23 January 2024
If you are covering the latest borrowing figures from the UK as well as financial markets, please find below a comment from Lindsay James, investment strategist at Quilter Investors:
“Figures released today will have been welcomed by Chancellor Jeremy Hunt ahead of the spring budget, providing him with a little more wiggle room to fund a programme of tax cuts which are now being more openly signalled by the Treasury. Public sector borrowing in December was reported at £7.8 billion, £6.2 billion less than OBR forecasts and around half the figure borrowed in December 2022, with the reduction coming primarily from falling interest costs on index-linked gilts and energy support schemes dropping out of figures.
“Net debt as a percentage of GDP stands at an estimated 97.7%, 1.9 percentage points higher than a year ago, and a signal of the bad combination of structurally rising costs and sluggish GDP growth. The Bank of England’s QE programme increases this figure from 88.7% at the end of December 2023, with a £104bn price tag attached coming from the difference in value between assets at their historic purchase price and their marked-to-market redemption value.
“Any future government must be acutely aware of the challenge of funding not only an increasingly costly and in-demand NHS, but also a growing defence budget and costs associated with climate change and energy transition whilst the economy is growing so very slowly – with the central forecast by the OBR for the potential growth rate of the economy slipping to 1.6% over the medium term in their November outlook. With this level of debt relative to GDP at a figure last seen in the 1960s, the difference then was that it had steadily been falling since the war years. With net debt as a percentage of GDP having risen from a level of around 30% at the turn of the millennium, the trajectory now is one of ever rising indebtedness, posing difficult questions for government and indeed society in the years ahead.
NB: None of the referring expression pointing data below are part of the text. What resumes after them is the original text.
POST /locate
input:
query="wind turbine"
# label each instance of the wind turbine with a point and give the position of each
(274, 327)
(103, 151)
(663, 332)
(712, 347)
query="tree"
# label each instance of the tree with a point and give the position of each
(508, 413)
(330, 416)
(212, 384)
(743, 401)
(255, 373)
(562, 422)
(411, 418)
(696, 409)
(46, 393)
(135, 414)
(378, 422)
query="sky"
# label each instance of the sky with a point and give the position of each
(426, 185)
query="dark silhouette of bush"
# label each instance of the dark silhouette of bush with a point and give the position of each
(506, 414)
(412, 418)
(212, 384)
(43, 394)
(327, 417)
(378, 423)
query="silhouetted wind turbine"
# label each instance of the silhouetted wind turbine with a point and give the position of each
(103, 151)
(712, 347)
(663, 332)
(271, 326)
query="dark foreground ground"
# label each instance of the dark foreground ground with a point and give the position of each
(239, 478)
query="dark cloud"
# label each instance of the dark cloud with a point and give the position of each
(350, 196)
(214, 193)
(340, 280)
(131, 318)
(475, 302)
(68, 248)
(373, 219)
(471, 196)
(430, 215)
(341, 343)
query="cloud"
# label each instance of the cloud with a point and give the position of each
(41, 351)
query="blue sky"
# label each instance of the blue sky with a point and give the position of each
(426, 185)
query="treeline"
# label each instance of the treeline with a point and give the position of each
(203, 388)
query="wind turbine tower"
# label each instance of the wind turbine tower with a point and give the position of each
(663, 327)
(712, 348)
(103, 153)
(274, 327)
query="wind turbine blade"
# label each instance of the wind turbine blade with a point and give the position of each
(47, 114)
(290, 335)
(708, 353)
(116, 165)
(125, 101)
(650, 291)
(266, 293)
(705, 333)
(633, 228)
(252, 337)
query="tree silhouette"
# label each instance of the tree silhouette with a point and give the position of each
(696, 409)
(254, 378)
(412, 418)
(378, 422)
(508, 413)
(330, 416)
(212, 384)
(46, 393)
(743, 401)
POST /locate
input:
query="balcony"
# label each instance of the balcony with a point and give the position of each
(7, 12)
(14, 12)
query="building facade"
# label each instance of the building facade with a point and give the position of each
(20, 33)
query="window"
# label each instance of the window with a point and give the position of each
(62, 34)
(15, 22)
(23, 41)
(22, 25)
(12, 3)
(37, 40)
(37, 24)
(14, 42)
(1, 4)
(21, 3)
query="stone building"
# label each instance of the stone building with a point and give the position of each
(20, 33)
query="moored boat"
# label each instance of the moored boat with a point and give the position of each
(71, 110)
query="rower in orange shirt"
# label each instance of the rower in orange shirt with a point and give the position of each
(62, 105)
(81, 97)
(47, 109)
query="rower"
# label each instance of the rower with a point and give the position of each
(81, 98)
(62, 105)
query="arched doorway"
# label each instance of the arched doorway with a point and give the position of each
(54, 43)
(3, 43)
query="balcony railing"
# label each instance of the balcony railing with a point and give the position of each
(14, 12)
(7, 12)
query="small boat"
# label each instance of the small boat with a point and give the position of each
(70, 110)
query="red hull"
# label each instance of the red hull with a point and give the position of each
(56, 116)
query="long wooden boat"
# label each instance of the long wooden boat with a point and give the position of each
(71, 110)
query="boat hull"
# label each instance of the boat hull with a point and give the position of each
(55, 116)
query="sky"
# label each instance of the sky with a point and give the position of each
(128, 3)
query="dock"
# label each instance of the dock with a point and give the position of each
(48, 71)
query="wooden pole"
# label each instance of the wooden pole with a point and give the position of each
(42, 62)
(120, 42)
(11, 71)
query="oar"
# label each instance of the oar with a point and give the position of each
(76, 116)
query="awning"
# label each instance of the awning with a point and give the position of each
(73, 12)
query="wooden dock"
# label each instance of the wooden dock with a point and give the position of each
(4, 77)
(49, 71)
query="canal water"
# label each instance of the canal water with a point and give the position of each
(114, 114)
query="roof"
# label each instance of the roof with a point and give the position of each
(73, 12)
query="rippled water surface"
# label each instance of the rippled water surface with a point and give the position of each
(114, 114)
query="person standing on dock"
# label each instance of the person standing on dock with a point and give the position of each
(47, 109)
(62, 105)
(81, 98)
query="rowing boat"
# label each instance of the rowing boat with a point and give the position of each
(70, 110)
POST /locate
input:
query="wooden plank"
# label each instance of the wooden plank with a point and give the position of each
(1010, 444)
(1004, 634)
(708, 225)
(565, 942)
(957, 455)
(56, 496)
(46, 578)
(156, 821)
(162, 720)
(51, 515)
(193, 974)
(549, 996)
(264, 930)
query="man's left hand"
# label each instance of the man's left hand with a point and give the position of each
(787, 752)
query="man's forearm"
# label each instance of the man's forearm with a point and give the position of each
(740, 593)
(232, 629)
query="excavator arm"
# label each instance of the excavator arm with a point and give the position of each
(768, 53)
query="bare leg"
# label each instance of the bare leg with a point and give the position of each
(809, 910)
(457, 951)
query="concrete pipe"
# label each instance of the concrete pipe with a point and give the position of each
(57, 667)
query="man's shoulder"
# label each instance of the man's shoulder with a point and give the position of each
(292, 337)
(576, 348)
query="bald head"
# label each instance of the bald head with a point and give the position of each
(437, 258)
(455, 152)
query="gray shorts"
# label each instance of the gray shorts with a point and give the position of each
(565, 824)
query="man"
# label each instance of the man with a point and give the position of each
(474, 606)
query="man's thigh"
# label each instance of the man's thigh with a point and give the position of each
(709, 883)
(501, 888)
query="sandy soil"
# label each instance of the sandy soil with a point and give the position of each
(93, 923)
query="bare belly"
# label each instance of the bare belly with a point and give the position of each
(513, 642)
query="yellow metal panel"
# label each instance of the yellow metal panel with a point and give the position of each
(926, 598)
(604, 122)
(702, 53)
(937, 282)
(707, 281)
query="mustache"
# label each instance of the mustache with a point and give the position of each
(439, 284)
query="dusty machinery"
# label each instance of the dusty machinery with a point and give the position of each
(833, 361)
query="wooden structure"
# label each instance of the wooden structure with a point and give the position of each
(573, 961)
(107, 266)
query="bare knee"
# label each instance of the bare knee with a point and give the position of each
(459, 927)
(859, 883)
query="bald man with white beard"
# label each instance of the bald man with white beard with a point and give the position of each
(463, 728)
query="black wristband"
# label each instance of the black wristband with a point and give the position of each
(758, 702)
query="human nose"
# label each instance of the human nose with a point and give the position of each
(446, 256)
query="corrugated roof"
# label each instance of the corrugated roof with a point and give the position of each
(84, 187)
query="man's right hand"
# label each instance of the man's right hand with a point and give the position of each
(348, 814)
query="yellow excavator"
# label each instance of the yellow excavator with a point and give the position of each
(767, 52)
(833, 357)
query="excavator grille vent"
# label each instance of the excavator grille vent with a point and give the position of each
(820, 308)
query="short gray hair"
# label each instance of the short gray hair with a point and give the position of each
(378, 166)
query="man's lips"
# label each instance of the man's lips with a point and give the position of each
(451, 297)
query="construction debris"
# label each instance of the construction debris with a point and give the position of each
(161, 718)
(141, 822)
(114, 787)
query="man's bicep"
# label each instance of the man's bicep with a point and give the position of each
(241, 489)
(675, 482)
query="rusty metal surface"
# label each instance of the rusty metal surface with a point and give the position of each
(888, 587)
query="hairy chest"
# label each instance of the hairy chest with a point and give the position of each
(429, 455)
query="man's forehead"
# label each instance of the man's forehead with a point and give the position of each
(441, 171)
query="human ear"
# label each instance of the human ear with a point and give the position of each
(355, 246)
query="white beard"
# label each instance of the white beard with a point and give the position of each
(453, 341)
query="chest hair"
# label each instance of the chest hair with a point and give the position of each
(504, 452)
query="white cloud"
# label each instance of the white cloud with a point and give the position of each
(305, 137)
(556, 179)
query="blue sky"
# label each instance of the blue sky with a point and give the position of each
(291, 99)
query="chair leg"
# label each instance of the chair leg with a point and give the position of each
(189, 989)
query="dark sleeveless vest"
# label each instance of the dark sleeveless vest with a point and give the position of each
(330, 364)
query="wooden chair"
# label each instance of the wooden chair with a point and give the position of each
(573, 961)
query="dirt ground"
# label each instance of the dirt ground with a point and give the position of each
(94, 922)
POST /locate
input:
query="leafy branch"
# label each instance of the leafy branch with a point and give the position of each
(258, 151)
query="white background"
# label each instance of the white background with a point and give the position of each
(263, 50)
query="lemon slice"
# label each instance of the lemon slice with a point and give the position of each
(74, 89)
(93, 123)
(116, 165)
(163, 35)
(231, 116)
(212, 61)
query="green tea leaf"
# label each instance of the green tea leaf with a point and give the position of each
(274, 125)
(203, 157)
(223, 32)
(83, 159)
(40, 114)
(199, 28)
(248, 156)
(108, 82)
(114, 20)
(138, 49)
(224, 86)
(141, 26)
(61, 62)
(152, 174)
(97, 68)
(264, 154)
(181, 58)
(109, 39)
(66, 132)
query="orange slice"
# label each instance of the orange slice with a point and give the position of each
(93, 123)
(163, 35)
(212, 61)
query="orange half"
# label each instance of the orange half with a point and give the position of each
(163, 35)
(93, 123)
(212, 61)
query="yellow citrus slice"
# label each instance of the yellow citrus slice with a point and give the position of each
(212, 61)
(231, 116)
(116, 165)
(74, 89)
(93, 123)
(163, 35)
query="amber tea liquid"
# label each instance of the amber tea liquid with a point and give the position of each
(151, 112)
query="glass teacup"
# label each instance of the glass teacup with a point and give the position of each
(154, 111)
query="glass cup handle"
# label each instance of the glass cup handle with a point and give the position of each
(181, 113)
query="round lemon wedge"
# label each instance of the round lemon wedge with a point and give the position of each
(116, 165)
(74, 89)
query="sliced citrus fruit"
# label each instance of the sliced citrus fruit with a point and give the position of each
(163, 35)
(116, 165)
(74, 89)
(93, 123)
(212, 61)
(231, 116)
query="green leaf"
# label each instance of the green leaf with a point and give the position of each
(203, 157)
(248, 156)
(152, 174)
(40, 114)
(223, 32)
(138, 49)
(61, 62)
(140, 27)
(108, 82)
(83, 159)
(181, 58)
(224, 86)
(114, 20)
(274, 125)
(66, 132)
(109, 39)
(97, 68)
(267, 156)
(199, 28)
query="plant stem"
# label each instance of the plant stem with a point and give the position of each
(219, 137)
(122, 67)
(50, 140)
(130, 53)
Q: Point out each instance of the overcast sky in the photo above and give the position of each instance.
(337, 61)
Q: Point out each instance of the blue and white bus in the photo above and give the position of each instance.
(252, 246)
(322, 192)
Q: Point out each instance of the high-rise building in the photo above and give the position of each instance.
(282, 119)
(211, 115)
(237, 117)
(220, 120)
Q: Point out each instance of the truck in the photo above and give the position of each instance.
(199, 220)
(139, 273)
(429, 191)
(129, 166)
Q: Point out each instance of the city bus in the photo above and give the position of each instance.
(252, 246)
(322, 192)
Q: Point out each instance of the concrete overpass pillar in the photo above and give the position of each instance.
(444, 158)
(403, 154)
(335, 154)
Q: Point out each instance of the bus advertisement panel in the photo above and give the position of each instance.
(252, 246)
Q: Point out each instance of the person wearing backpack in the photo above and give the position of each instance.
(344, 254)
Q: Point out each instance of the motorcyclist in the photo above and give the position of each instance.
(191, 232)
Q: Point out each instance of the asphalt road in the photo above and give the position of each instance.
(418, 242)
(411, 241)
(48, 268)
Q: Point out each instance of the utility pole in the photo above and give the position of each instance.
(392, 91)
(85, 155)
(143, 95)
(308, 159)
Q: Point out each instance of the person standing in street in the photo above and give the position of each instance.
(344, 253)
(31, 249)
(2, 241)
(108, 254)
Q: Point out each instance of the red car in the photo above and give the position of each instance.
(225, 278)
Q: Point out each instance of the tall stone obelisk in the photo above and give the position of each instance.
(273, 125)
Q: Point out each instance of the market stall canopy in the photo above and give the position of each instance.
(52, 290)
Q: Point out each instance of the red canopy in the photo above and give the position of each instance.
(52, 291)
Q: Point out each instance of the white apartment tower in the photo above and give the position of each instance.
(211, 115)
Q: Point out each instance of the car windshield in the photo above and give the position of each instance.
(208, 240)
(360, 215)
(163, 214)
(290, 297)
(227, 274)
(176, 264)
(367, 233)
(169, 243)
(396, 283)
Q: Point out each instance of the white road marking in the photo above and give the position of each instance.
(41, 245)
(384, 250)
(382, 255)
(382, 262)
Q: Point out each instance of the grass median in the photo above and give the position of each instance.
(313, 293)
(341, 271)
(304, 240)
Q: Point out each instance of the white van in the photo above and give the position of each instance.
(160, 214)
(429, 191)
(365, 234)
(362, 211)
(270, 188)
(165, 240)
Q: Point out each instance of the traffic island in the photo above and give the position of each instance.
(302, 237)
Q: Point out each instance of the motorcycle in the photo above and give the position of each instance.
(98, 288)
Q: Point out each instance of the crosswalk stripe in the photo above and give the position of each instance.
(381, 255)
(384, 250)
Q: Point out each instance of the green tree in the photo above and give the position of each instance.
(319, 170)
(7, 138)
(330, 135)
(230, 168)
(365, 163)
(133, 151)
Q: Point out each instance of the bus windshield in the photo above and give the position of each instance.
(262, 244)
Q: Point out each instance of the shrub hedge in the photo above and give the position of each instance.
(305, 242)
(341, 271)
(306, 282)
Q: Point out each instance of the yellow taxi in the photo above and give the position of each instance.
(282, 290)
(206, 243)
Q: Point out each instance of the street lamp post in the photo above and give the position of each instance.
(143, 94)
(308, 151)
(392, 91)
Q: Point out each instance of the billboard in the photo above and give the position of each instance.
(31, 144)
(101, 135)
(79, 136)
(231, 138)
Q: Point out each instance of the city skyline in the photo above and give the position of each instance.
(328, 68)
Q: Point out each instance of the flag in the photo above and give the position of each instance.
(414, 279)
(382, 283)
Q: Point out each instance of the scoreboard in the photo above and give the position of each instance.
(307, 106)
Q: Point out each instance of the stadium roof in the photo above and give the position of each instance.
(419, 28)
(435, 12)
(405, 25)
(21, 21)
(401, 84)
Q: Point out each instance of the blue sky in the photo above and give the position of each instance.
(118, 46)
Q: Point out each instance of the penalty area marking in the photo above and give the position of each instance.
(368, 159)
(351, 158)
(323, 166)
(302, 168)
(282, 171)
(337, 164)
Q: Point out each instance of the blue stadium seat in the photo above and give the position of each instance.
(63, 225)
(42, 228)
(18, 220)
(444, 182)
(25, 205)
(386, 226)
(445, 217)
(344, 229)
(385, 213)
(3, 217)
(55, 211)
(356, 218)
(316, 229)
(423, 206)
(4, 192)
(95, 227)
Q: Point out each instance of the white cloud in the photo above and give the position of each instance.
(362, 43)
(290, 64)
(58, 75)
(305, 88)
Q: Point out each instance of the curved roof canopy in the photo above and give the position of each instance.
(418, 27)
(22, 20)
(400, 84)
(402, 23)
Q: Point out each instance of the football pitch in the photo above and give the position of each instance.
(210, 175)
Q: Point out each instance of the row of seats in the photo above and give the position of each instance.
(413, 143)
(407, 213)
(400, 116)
“Across the Atlantic, the Conference Board Leading Economic Index for December came in showing a decent improvement on November, signalling a less negative outlook for the year ahead, albeit one they continued to believe signals two quarters of negative growth in 2024. However with economic indicators proving a fickle friend in 2023 with the resilience of the US consumer being a source of surprise to many, this improving trajectory is more likely to be taken as the latest signal of a soft landing.”